Pak Gibran mengernyit, mencoba mengingat siapakah wanita yang di sampingnya tadi.

"Oh, Dea?" Tanya pak Gibran kemudian.

"Nama yang cantik." Jawab Khanza cetus, masih dengan wajah cemberut tanpa menoleh ke arah pak Gibran kembali.

"Pffft... Lucu sekali." Pak Gibran menahan tawa nya melihat Khanza demikian.

"Ih. apaan sih. Kau malah menertawaiku, mas?"

"Kemari!" Titah pak Gibran sembari menarik tubuh Khanza untuk di dekapnya. Di peluknya erat tubuh Khanza yang begitu wangi di rasa oleh pak Gibran. Membuatnya mulai tak terkendali, namun ia harus menahannya.

"Dia bukan siapa-siapa ku, dia puteri sahabat dekatku di luar negeri. Dia baru saja tiba disini dan sengaja aku mengundangnya ke acara malam ini untuk memohon bantuan agar dia menjadi salah satu donatur di sekolah kita." Jelas pak Gibran dengan lembut di telinga Khanza.

"Benarkah?" Tanya Khanza dengan meregangkan pelukannya pada tubuh pak Gibran.

"Hemm, sejujurnya sejak tadi aku hampir tidak bisa mengalihkan pandangan ku dari mu. Kau begitu menggoda malam ini. Apa kau sengaja memancing hasratku, sayang?"

"Hihihi, tentu. Karena kau sudah semakin nakal dan genit setiap kali berdua dengan ku, mas. Kau bahkan sudah memanggilku dengan sebutan sayang. Aku menyukainya, sangat menyukainya." Jawab Khanza dengan tersenyum nakal. Lagi-lagi pak Gibran mengecup bibir Khanza, namun kali ini begitu singkat.

"Ehm, terimakasih mas. Kau telah menjelaskan siapa wanita yang bersamamu tadi, aku cemburu."

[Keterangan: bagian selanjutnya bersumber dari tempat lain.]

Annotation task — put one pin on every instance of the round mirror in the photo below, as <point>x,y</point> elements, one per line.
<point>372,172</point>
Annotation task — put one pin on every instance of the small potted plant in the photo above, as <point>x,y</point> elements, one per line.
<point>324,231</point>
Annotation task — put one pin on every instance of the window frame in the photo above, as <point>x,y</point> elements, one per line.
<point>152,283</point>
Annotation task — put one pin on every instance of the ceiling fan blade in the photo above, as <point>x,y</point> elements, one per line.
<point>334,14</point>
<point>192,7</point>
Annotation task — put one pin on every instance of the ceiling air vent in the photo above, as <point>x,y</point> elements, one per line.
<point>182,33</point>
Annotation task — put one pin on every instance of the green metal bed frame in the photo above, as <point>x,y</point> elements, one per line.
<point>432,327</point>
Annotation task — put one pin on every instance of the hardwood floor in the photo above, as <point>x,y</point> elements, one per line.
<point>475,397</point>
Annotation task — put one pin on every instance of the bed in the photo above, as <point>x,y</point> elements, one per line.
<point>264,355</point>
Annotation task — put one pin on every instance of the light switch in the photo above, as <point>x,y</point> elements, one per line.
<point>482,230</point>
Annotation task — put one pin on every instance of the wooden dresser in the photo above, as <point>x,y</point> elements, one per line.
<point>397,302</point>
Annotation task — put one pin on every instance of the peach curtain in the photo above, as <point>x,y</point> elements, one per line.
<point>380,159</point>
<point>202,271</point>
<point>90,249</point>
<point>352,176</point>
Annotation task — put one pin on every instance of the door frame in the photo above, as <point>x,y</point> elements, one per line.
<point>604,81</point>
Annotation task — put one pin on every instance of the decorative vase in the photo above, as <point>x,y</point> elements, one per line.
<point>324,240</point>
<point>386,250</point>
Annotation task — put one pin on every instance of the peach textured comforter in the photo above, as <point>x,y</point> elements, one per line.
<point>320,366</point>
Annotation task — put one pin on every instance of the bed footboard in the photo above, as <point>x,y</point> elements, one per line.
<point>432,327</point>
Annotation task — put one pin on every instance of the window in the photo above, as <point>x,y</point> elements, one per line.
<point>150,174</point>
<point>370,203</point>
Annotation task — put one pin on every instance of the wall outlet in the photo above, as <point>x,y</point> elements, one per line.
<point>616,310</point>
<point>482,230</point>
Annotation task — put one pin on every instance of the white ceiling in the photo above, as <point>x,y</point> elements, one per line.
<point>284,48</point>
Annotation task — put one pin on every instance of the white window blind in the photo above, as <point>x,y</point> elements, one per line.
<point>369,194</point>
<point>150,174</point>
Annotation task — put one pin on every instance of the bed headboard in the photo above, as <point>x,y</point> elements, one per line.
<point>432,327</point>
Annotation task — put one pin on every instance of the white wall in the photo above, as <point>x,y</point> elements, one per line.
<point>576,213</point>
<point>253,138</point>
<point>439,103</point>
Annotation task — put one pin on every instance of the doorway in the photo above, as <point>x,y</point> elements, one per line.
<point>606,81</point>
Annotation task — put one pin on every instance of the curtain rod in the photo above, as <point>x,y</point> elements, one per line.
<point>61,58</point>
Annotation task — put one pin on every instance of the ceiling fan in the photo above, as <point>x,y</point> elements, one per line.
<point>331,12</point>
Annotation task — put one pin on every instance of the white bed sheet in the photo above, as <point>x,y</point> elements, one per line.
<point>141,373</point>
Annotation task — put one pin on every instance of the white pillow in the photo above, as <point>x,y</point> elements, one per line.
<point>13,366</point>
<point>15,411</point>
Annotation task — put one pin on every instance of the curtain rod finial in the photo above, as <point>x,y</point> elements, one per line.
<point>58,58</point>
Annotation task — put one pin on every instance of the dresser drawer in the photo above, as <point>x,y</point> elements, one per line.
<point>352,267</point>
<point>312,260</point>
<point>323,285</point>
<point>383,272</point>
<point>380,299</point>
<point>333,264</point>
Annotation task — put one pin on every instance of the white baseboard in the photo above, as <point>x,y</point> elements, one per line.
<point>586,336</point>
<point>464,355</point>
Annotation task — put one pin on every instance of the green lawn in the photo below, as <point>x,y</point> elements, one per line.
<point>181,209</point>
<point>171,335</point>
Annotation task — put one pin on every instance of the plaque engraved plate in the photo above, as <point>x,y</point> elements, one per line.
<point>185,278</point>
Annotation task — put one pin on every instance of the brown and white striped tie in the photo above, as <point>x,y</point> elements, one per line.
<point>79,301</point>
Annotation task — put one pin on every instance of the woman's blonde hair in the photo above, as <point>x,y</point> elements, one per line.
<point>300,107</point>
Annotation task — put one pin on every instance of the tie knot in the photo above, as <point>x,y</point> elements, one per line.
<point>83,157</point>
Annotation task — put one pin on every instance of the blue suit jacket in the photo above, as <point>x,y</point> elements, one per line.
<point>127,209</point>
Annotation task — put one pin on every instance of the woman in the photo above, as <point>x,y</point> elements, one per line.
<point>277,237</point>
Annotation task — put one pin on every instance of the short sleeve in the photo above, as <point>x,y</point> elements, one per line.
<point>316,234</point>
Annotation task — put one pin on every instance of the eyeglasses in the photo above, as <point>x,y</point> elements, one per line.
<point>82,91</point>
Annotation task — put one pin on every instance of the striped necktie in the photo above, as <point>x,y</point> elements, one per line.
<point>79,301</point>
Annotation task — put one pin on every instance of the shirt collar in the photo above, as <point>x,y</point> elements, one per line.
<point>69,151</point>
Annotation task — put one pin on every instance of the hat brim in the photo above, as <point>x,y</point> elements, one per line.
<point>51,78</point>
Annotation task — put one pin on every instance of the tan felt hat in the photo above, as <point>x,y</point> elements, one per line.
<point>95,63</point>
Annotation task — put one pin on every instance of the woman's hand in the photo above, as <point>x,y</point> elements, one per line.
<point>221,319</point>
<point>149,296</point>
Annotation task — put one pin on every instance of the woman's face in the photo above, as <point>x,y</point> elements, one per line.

"Oh, jadi kau sungguh cemburu padanya?" Tanya pak Gibran dengan tertawa kecil.

"Iih.. Sudah lah, ayo kita kembali ke aula. Nanti kau di cari oleh semua guru, mas. Aku tahu kau sengaja memohon izin untuk pergi ke toilet bukan, padahal kau sengaja ingin menggodaku seperti ini."

"Eh, bagaimana kau tahu?" Pak Gibran tersipu malu ketika Khanza menebaknya seperti itu. Karena dugaannya benar begitu.

"Ah, dasar kau mas. Aku ini seorang murid, tapi aku juga sudah banyak berpengalaman dalam hal berhubungan. Trik itu sudah tidak berlaku lagi buat ku, hihihi."

"Huh, dasar kau. Gadis kecil yang nakal..." Pak Gibran menarik gemas hidung Khanza yang mancung.

"Aduduh, sakit mas." Ucap Khanza sedikit memanjakan suara nya tapi justru terkesan mendesah. Pak Gibran melepaskan sentuhan tangannya lalu sedikit menjauh agar tidak terjadi hal yang sudah sejak tadi dia tahan dalam dirinya.

Ah... Sial, kenapa aku selalu meronta begini setiap kali berdekatan dengan gadis ini, seolah aku sedang haus akan hubungan sekss. Dia sangat menggoda, aku tidak bisa menahannya. Tapi ini di sekolah, bagaimana mungkin aku melakukannya diruangan ini.

Bathin pak Gibran berontak.

"Mas, hei. Kau melamun? Ayo, kita kembali ke Aula saja."

Pak Gibran terhentak akan suara Khanza yang mengajaknya untuk segera kembali ke Aula.

"Za, tunggu!" Ujar pak Gibran menahan tangan Khanza.

"Hem???" Khanza menoleh dan menatapnya.

Pak Gibran masih memandangnya dengan tatapan sayu, Khanza mulai bisa menangkapnya dari hembusan nafas pak Gibran yang sudah tidak beraturan. Dia tersenyum puas dalam hatinya.

Akhirnya aku berhasil lagi membuatmu kepanasan menahan diri mas. Aku akan berpura-pura tidak memahami inginmu kali ini. Bisakah kau melontarkan kata ajakan untuk melakukannya disini bersama ku?